Por Ana Teresa Gotardo | Julho 2019

No dia 25 de abril de 2019, durante um café-da-manhã com jornalistas no Palácio do Planalto, o presidente Jair Bolsonaro afirmou que o Brasil “não pode ser um país do mundo gay, de turismo gay. Temos famílias” e complementou sua fala dizendo que se alguém “quiser vir aqui fazer sexo com uma mulher, fique à vontade”[1]. As falas foram publicadas por sites como O Antagonista e Revista Crusoé, que estavam presentes no evento, e reverberadas por diversos outros veículos, além de terem ganhado, no dia, grande atenção nas mídias sociais.

A fala me chocou não apenas como mulher e cidadã, mas também como pesquisadora. Desde que ingressei no mestrado, em 2014, eu investigo os processos de construção e desconstrução da marca Rio em documentários internacionais de televisão. Na minha dissertação (disponível aqui), analiso documentários seriados de turismo. No doutorado, o corpus foi ampliado, incluindo documentários (seriados ou não, de turismo ou não) feitos por ocasião dos megaeventos (entre 2013 e 2018).

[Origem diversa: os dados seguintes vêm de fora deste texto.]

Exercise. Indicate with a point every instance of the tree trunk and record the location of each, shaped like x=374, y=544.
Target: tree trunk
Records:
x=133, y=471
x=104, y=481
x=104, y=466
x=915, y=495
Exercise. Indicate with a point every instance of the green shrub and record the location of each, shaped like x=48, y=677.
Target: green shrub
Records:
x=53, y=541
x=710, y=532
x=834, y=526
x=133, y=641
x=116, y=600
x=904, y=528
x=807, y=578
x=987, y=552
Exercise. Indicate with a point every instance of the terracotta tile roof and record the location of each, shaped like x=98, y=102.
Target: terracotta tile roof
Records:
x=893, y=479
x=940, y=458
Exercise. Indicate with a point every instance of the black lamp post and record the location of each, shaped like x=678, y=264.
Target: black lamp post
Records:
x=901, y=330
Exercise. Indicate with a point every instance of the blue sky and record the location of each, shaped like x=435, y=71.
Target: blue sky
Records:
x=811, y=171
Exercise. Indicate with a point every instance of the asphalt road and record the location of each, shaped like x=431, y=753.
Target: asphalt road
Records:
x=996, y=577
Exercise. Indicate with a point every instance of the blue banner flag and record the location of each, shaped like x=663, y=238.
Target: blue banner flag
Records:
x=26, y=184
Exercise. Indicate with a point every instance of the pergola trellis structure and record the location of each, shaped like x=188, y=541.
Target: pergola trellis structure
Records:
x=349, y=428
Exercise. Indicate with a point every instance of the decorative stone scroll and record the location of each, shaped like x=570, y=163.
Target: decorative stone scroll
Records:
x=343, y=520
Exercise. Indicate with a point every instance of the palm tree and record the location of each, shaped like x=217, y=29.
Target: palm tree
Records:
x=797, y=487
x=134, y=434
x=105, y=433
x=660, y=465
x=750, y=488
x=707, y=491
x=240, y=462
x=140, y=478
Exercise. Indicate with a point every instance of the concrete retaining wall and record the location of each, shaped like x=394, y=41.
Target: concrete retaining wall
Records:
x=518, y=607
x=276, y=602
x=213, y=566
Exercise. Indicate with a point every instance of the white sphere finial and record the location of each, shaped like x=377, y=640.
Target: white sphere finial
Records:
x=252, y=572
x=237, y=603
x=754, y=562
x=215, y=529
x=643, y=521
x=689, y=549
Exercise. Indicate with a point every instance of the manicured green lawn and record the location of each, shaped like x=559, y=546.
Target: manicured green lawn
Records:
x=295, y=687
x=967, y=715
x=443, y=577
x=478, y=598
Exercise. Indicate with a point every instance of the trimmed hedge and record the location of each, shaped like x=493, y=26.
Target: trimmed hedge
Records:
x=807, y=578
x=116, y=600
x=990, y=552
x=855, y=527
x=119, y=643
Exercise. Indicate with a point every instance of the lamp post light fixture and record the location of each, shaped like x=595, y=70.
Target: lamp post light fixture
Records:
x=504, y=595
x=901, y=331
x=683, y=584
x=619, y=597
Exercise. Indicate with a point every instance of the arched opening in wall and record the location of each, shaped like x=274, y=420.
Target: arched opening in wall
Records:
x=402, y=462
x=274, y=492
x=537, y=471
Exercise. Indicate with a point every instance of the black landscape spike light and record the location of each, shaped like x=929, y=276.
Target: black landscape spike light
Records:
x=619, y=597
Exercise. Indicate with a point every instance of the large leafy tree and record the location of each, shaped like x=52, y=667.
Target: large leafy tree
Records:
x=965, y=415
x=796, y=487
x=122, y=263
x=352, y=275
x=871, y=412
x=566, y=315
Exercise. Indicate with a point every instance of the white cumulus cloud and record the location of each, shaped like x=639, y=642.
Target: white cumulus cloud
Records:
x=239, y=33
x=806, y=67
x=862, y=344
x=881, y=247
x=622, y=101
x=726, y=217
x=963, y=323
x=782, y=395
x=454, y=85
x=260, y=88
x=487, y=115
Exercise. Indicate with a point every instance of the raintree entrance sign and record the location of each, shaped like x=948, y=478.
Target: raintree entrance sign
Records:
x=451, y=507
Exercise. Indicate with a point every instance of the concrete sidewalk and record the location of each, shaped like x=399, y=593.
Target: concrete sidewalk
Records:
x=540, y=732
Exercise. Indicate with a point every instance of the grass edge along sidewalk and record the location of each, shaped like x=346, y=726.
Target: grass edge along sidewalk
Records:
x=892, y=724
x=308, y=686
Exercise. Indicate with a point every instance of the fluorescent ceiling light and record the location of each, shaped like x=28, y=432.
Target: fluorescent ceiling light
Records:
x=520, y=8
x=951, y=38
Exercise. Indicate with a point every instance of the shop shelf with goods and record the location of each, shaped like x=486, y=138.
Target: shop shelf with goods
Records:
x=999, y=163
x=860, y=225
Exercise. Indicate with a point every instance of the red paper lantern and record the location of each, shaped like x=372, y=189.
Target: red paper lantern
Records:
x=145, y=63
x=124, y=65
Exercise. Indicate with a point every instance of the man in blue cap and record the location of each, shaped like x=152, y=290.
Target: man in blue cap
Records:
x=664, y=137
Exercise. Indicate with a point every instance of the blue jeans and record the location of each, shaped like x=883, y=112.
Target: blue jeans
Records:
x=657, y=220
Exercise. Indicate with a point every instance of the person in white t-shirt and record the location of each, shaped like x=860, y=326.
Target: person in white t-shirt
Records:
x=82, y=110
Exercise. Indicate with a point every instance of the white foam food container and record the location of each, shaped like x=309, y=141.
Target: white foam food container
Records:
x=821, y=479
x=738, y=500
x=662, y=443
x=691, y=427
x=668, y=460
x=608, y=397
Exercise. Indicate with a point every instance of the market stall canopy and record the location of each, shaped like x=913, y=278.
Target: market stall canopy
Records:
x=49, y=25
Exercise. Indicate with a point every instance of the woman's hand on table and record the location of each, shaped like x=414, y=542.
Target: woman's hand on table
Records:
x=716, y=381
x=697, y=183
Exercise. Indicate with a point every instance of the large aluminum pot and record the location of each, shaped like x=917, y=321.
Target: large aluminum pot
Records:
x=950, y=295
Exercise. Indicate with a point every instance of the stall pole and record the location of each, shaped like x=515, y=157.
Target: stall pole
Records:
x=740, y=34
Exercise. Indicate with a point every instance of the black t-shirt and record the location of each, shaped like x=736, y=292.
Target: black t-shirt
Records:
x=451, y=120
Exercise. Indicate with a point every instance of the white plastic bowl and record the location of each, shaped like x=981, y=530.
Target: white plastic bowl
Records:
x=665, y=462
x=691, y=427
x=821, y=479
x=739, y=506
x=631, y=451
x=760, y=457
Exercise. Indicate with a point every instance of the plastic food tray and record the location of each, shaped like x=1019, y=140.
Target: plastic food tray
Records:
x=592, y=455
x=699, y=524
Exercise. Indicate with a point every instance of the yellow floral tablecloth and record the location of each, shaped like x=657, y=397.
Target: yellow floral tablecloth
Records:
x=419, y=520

Apesar de uma construção de imagem muito problemática e passível de várias críticas, como venho demonstrando através de publicações em revistas científicas e livros, a gestão de imagem da marca Rio é fruto de demanda e de potencial do mercado turístico, estratégia defendida por fazer a economia crescer e gerar empregos. Sim, podemos criticar a forma como essa marca foi pensada, estruturada e gerida, mas é necessário reconhecer que há (ou havia) uma potência em sua existência, na promessa de desenvolvimento de um setor econômico que ela traz (ou trazia). Muito se investiu na construção da marca em termos de não apenas de dinheiro, mas também de política, de relacionamento, dentre inúmeros outros que não cabem elencar neste texto.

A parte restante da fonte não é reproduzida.